The decibel is human-centric in its design, but other life forms hear and produce sound. The BBC captured noise from a slithering snail and the footfalls of a centipede in a fascinating video demonstrating the power of an anechoic chamber. Surprisingly, non-sentient life has been shown to be able to detect sounds as well. Studies have shown that some flowers will produce sweeter nectar in response to the noise of buzzing bees, and another plant will produce chemical toxins after hearing the sounds of caterpillar chewing as a defense mechanism.

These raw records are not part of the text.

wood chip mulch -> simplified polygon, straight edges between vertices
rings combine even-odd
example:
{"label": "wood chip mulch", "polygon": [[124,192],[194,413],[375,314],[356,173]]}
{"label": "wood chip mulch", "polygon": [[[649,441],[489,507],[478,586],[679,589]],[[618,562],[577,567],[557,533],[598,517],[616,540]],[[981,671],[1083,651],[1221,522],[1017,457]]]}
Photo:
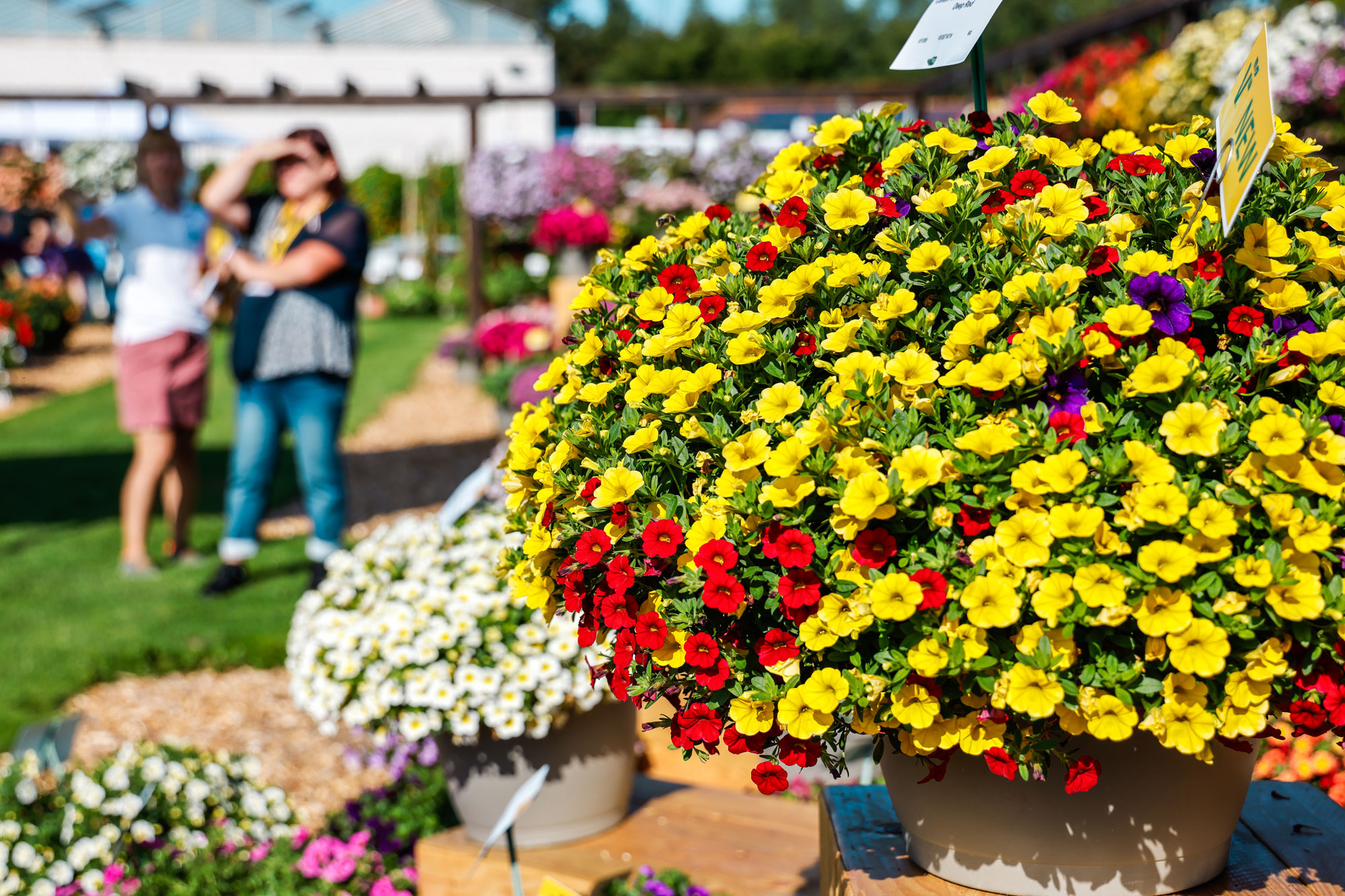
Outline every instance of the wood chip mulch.
{"label": "wood chip mulch", "polygon": [[382,770],[348,763],[354,736],[343,729],[328,737],[295,707],[284,669],[126,677],[75,695],[65,711],[83,716],[75,762],[97,762],[128,740],[252,754],[261,760],[261,780],[282,787],[308,826],[387,780]]}

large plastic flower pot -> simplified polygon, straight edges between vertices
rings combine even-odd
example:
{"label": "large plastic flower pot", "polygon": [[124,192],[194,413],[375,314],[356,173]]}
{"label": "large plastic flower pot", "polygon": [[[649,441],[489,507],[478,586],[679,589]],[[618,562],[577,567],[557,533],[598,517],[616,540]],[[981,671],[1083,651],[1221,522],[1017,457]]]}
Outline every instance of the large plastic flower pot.
{"label": "large plastic flower pot", "polygon": [[1224,869],[1255,754],[1215,742],[1205,764],[1147,732],[1069,747],[1100,764],[1089,791],[1067,794],[1054,766],[1046,780],[1007,780],[956,752],[943,780],[917,785],[928,767],[886,752],[880,764],[911,860],[1013,896],[1157,896]]}
{"label": "large plastic flower pot", "polygon": [[607,830],[623,818],[635,776],[635,707],[601,703],[542,739],[440,739],[448,793],[472,840],[483,841],[529,775],[550,766],[542,793],[514,825],[519,846],[549,846]]}

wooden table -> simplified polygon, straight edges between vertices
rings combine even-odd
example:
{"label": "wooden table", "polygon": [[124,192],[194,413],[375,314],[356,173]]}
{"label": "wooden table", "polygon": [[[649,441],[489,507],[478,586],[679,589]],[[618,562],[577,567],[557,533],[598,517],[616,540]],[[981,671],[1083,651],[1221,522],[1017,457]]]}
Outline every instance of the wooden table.
{"label": "wooden table", "polygon": [[[881,786],[822,791],[822,896],[978,896],[905,854]],[[751,891],[734,891],[748,896]],[[1345,809],[1306,783],[1252,782],[1228,869],[1197,896],[1345,895]]]}
{"label": "wooden table", "polygon": [[[884,797],[886,799],[886,797]],[[674,782],[635,779],[632,813],[594,837],[519,850],[523,892],[550,876],[588,896],[638,865],[678,868],[733,896],[818,892],[818,810],[811,803]],[[416,844],[421,896],[510,896],[508,857],[496,846],[471,880],[480,844],[461,827]]]}

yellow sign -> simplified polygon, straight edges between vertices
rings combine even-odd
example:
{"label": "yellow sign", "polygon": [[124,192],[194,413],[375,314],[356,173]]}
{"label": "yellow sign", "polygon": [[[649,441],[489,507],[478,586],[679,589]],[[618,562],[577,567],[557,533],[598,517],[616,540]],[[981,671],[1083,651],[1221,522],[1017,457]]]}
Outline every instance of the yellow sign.
{"label": "yellow sign", "polygon": [[581,893],[570,889],[554,877],[543,877],[542,887],[537,891],[537,896],[581,896]]}
{"label": "yellow sign", "polygon": [[1219,145],[1219,215],[1224,236],[1233,228],[1252,181],[1275,145],[1275,110],[1270,102],[1270,60],[1266,26],[1247,54],[1233,89],[1224,98],[1215,124]]}

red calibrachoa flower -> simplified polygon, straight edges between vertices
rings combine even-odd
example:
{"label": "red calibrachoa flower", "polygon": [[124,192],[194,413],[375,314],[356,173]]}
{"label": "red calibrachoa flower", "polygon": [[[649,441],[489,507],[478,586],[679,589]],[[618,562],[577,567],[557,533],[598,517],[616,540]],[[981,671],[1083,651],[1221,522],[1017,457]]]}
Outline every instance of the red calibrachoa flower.
{"label": "red calibrachoa flower", "polygon": [[635,621],[635,643],[646,650],[658,650],[668,637],[668,623],[663,617],[654,613],[642,613]]}
{"label": "red calibrachoa flower", "polygon": [[679,712],[678,723],[682,725],[682,733],[686,737],[702,743],[717,743],[720,740],[720,729],[724,728],[724,721],[714,715],[714,709],[703,703],[693,703]]}
{"label": "red calibrachoa flower", "polygon": [[790,196],[775,214],[775,223],[780,227],[799,227],[808,216],[808,201],[803,196]]}
{"label": "red calibrachoa flower", "polygon": [[624,553],[612,557],[607,564],[607,587],[617,594],[625,594],[635,584],[635,570],[631,568],[631,559]]}
{"label": "red calibrachoa flower", "polygon": [[1088,265],[1084,267],[1089,274],[1108,274],[1112,266],[1120,259],[1120,253],[1115,246],[1099,246],[1088,255]]}
{"label": "red calibrachoa flower", "polygon": [[1201,279],[1219,279],[1223,275],[1224,257],[1219,250],[1210,249],[1196,257],[1196,277]]}
{"label": "red calibrachoa flower", "polygon": [[603,529],[589,529],[574,545],[574,559],[586,567],[599,563],[603,555],[612,549],[612,539]]}
{"label": "red calibrachoa flower", "polygon": [[1046,188],[1048,183],[1044,173],[1028,168],[1009,179],[1009,189],[1013,191],[1014,196],[1036,196]]}
{"label": "red calibrachoa flower", "polygon": [[748,250],[748,258],[742,263],[748,270],[771,270],[779,254],[775,243],[761,242]]}
{"label": "red calibrachoa flower", "polygon": [[822,758],[822,744],[816,740],[799,740],[785,735],[780,737],[780,762],[785,766],[811,768]]}
{"label": "red calibrachoa flower", "polygon": [[1161,175],[1167,171],[1167,165],[1163,164],[1162,159],[1142,156],[1139,153],[1126,153],[1108,161],[1107,171],[1123,171],[1127,175],[1137,176]]}
{"label": "red calibrachoa flower", "polygon": [[771,629],[757,638],[756,653],[763,666],[773,666],[799,656],[799,646],[795,643],[795,637],[784,629]]}
{"label": "red calibrachoa flower", "polygon": [[911,580],[920,586],[924,600],[917,610],[937,610],[948,602],[948,580],[933,570],[916,570],[911,572]]}
{"label": "red calibrachoa flower", "polygon": [[897,540],[886,529],[865,529],[855,537],[850,556],[859,566],[877,570],[897,553]]}
{"label": "red calibrachoa flower", "polygon": [[733,668],[720,657],[720,665],[710,672],[697,672],[695,684],[710,690],[718,690],[733,677]]}
{"label": "red calibrachoa flower", "polygon": [[1266,316],[1259,308],[1239,305],[1228,312],[1228,329],[1239,336],[1251,336],[1252,330],[1266,322]]}
{"label": "red calibrachoa flower", "polygon": [[990,528],[990,508],[974,508],[963,504],[958,513],[958,528],[967,537],[976,537]]}
{"label": "red calibrachoa flower", "polygon": [[769,797],[790,789],[790,775],[773,762],[761,762],[752,770],[752,783]]}
{"label": "red calibrachoa flower", "polygon": [[733,543],[724,539],[712,539],[701,545],[695,552],[695,566],[702,570],[732,570],[738,562],[738,552],[733,549]]}
{"label": "red calibrachoa flower", "polygon": [[991,747],[985,754],[986,764],[990,766],[990,771],[999,775],[1001,778],[1007,778],[1013,780],[1018,776],[1018,763],[1005,752],[1003,747]]}
{"label": "red calibrachoa flower", "polygon": [[1065,772],[1065,793],[1067,794],[1083,794],[1098,786],[1098,772],[1102,771],[1102,766],[1092,756],[1079,756],[1075,762],[1069,763],[1069,770]]}
{"label": "red calibrachoa flower", "polygon": [[668,265],[659,271],[659,286],[683,302],[687,294],[701,289],[701,281],[695,278],[695,271],[686,265]]}
{"label": "red calibrachoa flower", "polygon": [[775,549],[779,553],[783,567],[806,567],[812,563],[812,553],[816,549],[812,536],[803,529],[785,529],[775,540]]}
{"label": "red calibrachoa flower", "polygon": [[644,552],[651,557],[677,556],[677,549],[682,547],[682,527],[672,520],[650,520],[640,537]]}
{"label": "red calibrachoa flower", "polygon": [[697,631],[682,645],[687,665],[697,669],[713,669],[720,661],[720,645],[709,631]]}
{"label": "red calibrachoa flower", "polygon": [[724,313],[722,296],[706,296],[701,300],[701,320],[706,324],[714,322]]}
{"label": "red calibrachoa flower", "polygon": [[791,570],[776,584],[787,607],[815,607],[822,600],[822,579],[812,570]]}
{"label": "red calibrachoa flower", "polygon": [[701,599],[712,610],[737,613],[746,599],[746,590],[728,572],[712,568],[705,576],[705,590],[701,592]]}
{"label": "red calibrachoa flower", "polygon": [[1049,424],[1056,431],[1057,438],[1071,445],[1088,438],[1088,433],[1084,431],[1084,418],[1073,411],[1056,411],[1050,415]]}
{"label": "red calibrachoa flower", "polygon": [[981,203],[981,211],[987,215],[997,215],[1015,201],[1018,201],[1018,197],[1007,189],[995,189],[986,196],[986,201]]}

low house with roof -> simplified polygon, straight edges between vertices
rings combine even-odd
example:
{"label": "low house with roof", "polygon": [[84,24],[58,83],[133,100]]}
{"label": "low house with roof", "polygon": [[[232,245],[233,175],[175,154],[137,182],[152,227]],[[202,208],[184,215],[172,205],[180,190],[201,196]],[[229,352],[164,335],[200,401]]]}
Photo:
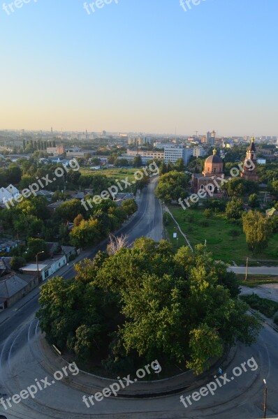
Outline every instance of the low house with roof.
{"label": "low house with roof", "polygon": [[61,253],[66,258],[67,263],[72,260],[77,255],[77,250],[73,246],[61,246]]}
{"label": "low house with roof", "polygon": [[270,210],[265,210],[265,215],[268,218],[270,218],[274,215],[278,215],[278,211],[276,210],[276,208],[272,207],[272,208],[270,208]]}
{"label": "low house with roof", "polygon": [[40,281],[45,281],[54,274],[61,267],[66,264],[66,257],[64,255],[57,255],[51,259],[43,260],[38,263],[29,263],[20,269],[20,272],[27,275],[37,274],[38,271],[38,277]]}
{"label": "low house with roof", "polygon": [[47,205],[47,209],[52,214],[55,212],[55,210],[60,206],[61,204],[64,204],[65,201],[59,200],[56,203],[53,203],[52,204],[50,204]]}
{"label": "low house with roof", "polygon": [[132,192],[119,192],[115,196],[114,202],[118,205],[120,206],[123,203],[124,201],[127,199],[134,199],[134,193]]}
{"label": "low house with roof", "polygon": [[36,285],[36,275],[14,274],[0,279],[0,312],[13,305]]}
{"label": "low house with roof", "polygon": [[17,247],[17,242],[0,239],[0,253],[9,253],[10,249],[15,247]]}
{"label": "low house with roof", "polygon": [[6,188],[0,188],[0,203],[4,204],[7,200],[18,196],[20,191],[13,185],[9,185]]}

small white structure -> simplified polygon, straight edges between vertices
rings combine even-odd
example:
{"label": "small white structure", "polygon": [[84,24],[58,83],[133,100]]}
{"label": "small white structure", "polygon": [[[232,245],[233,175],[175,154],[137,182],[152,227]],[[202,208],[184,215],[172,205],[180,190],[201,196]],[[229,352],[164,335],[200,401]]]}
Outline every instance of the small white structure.
{"label": "small white structure", "polygon": [[0,203],[5,203],[6,201],[17,197],[20,191],[13,185],[9,185],[6,188],[0,188]]}
{"label": "small white structure", "polygon": [[[66,255],[58,255],[53,259],[38,262],[38,273],[42,281],[45,281],[48,277],[54,274],[61,267],[66,264]],[[27,274],[34,274],[37,272],[38,267],[36,263],[30,263],[27,266],[21,267],[20,272]]]}

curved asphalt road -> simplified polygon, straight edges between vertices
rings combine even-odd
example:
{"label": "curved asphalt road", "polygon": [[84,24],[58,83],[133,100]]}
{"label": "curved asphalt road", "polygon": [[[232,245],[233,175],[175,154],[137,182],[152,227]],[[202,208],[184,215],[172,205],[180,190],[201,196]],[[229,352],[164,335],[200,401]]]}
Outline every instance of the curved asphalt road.
{"label": "curved asphalt road", "polygon": [[[161,238],[162,212],[159,203],[154,197],[154,179],[142,192],[139,209],[131,224],[119,232],[129,234],[130,243],[145,235],[156,240]],[[105,244],[100,247],[105,249]],[[87,251],[87,257],[94,257],[94,251]],[[72,277],[71,267],[63,274]],[[36,293],[36,291],[34,291]],[[10,311],[10,318],[0,325],[1,359],[0,393],[3,398],[18,393],[49,374],[41,365],[44,354],[36,344],[36,321],[34,314],[38,308],[38,295],[17,311]],[[1,316],[0,316],[1,321]],[[263,384],[268,385],[268,417],[278,412],[278,335],[269,326],[262,330],[258,342],[250,348],[240,345],[231,365],[224,372],[233,376],[233,369],[240,367],[254,357],[258,367],[247,368],[240,376],[218,388],[215,394],[203,397],[185,408],[180,401],[180,395],[147,400],[106,398],[87,409],[82,402],[82,393],[69,385],[56,382],[36,395],[34,399],[13,404],[7,412],[0,406],[0,414],[8,419],[174,419],[184,418],[217,418],[232,419],[236,417],[251,419],[263,417]],[[217,372],[216,372],[217,373]],[[214,377],[208,378],[209,381]],[[203,384],[202,384],[203,385]],[[184,392],[184,396],[191,395]],[[1,397],[1,394],[0,394]]]}

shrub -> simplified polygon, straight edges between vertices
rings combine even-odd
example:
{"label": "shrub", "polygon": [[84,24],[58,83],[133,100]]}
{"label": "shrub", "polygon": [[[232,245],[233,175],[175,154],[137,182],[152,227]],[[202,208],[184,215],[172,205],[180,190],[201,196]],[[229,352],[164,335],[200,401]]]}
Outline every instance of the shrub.
{"label": "shrub", "polygon": [[206,208],[204,211],[204,216],[205,216],[205,218],[210,218],[212,216],[212,211],[209,208]]}
{"label": "shrub", "polygon": [[232,237],[236,237],[240,235],[240,231],[239,230],[235,230],[235,228],[233,228],[228,231],[228,234],[232,236]]}
{"label": "shrub", "polygon": [[200,226],[201,227],[208,227],[210,226],[210,223],[207,221],[207,220],[202,220],[200,221]]}

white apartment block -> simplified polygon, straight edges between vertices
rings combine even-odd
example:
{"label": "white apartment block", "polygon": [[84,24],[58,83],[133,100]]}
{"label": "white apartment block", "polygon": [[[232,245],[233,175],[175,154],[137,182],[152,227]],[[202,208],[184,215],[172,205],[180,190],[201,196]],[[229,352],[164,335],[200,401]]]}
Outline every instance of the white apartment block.
{"label": "white apartment block", "polygon": [[152,159],[159,159],[163,160],[164,159],[164,152],[146,152],[143,150],[130,150],[129,149],[126,151],[128,156],[141,156],[141,157],[147,157],[149,160]]}
{"label": "white apartment block", "polygon": [[13,185],[9,185],[6,188],[0,188],[0,204],[5,203],[7,200],[16,198],[20,191]]}
{"label": "white apartment block", "polygon": [[177,160],[182,159],[184,164],[187,166],[191,156],[193,156],[193,148],[170,147],[164,149],[164,161],[166,164],[168,164],[169,161],[173,164],[175,164]]}
{"label": "white apartment block", "polygon": [[163,142],[158,142],[157,141],[156,141],[154,144],[154,147],[155,147],[155,148],[158,148],[158,149],[165,149],[166,147],[177,147],[176,144],[173,144],[173,142],[169,142],[168,144],[165,144]]}

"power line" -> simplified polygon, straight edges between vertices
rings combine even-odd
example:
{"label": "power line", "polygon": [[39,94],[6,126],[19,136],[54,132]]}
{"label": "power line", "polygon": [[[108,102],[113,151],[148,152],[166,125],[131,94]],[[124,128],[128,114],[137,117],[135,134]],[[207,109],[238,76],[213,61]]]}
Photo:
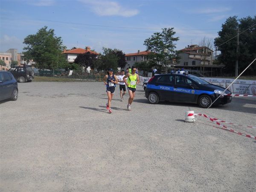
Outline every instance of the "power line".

More importantly to us, the most sensitive “listeners” are the precise technology we use in scientific and research facilities. Scanning electron microscopes (SEM) are a common tool used to produce high-resolution images at the nanometer (10-9 m) scale. Mechanical disturbances from the floor (vibration) and the air (acoustically-induced vibration) can affect data and ruin experiments. Sound waves colliding with the outside of the SEM can cause deflection of the electron column and deteriorate the image. For laboratories holding similar equipment, Acentech helps design HVAC systems and demising walls to ensure that a low-noise environment can be preserved.Researchers from the University of California, Berkeley are trying to determine if neutrinos (subatomic particles 500,000 times less massive than electrons) are their own antiparticles, with the help of a highly sensitive tool, the CUORE (Cryogenic Underground Observatory of Rare Events). The equipment is cooled to the coldest known temperature recorded in the entire universe: minus 459 degrees Fahrenheit (10 milliKelvin). At these low temperatures, acoustic waves transfer their energy to raise the temperature of the CUORE, corrupting the experiment. In addition to proper HVAC design, other ancillary equipment in the lab need to have proper noise control.

What may seem quiet to our ears might be “deafening” to many cutting edge technologies. Whether you are determining the integrity of a nanofiber layer for filtration or searching for answers in the interactions of quantum particles, small sounds can make a big difference. Acentech helps provide highly noise- and vibration-sensitive labs with the space they need to change the world.